Default styling in lexers

63 views
Skip to first unread message

thomas_li...@hotmail.com

unread,
May 27, 2017, 10:39:29 AM5/27/17
to scintilla-interest
A huge overhead in using a lexer for a certain language (besides finding keywords, which I have addressed in another mail) is to define styles corresponding to the lexer-states.

Some lexer states have names that are easy to guess the meaning, but others are more cryptic especially if you don't have an in-depth knowledge of the particular language.

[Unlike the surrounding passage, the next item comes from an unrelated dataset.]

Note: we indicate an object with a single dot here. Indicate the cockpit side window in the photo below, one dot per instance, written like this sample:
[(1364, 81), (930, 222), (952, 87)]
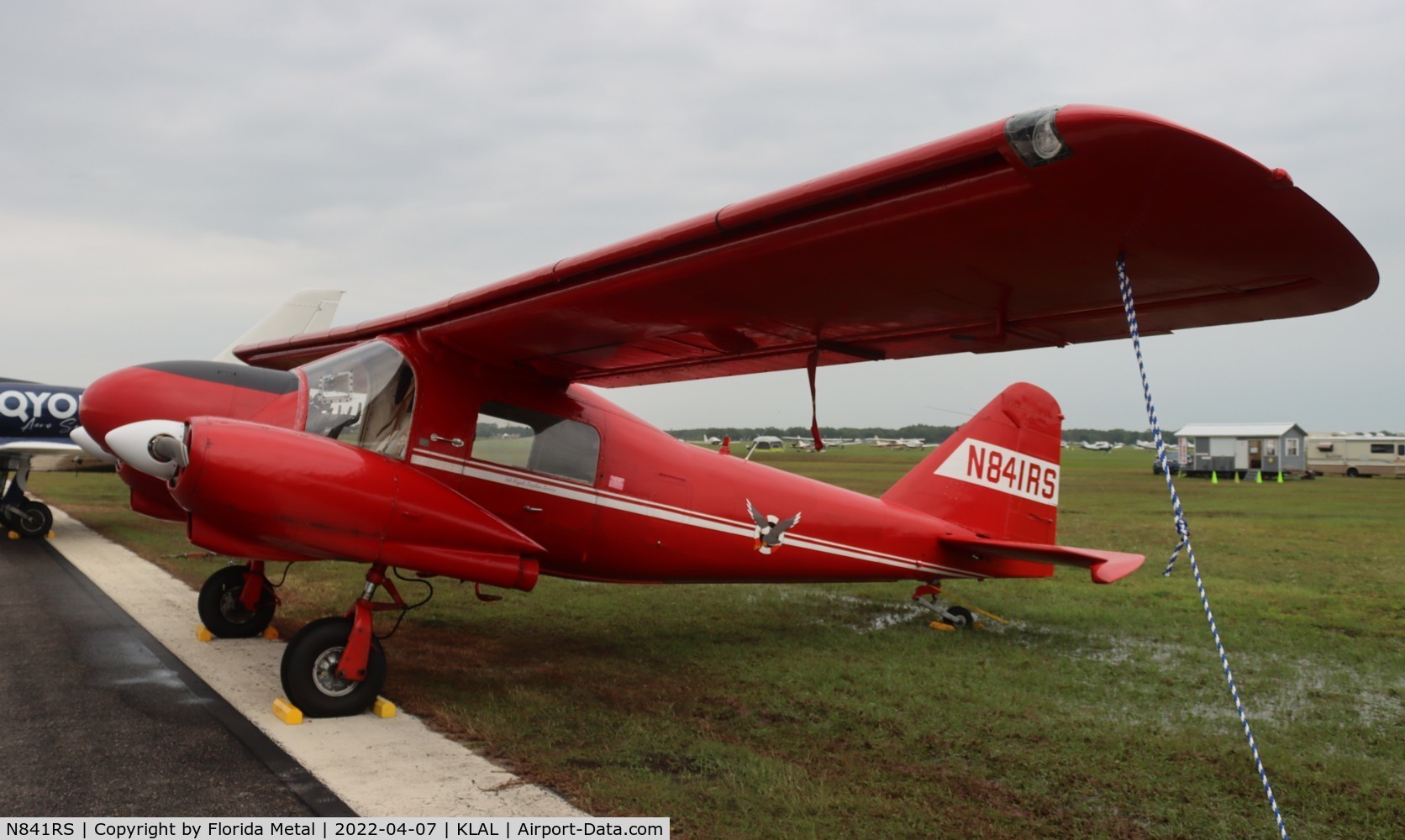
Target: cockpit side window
[(363, 396), (539, 441)]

The programmer of the lexer on the other hand must have an in-depth knowledge of the lexer and (hopefully) also of the language in question.  There are more than 1600 lexer states in Scintilla meaning that if I want to provide support for allt the laguages then I would need to figure out how 1600+ states in lexers for languages that I may never have heard about should be styled.  This is an "impossible" task and it is one of the reasons that (fx) Notepad++ only supports a fragment of the languages that Scintilla supports.

Many lexers have states that seem to refer to the same lexical class (e.g. SCE_<language>_COMMENT) but there are more than 600 state-names (i.e. if you remove the SCE_<language>_ from the state names you end up with more than 600 different names).  Some of them are most likely not intended to be different:
SCE_<language>_DOUBLEQUOTE_STRING
SCE_<language>_DOUBLEQUOTEDSTRING
SCE_<language>_DOUBLEQUOTESTRING
SCE_<language>_DOUBLESTRING
But it seems that there is in any case a huge number of individual states.  If there was only a "tractable" amout of different states it would probably make sense to map from states to more conceptual global "lexical classes".

The point here is that even though COMMENT is part of a large number of languages there are also many things that seem to exist only in one or very few languages.  
This is unfortunate, because it means that it is very difficult to control styling across languages (e.g. to set all major keywords in any language to "blue").

Because there are so many language specific lexical classes it seems that the only one that can easily provide styling for a certain state/lexical-class is the lexer-programmer.

Therefore I suggest that all lexers have default styles for their states (I guess that the defaults should not cover the font-face and the font-size, because these are normally end user preferences).

I do not have any precise proposal for how to handle this, but one possible way would be to let each lexer provide an additional function that sets the styles to their defaults (i.e. as defined by the lexer programmer).  Programs can then call this function, if they wish to set the default styling.  Once the styles have been set the program can also inspect them and for example list them in a dialog.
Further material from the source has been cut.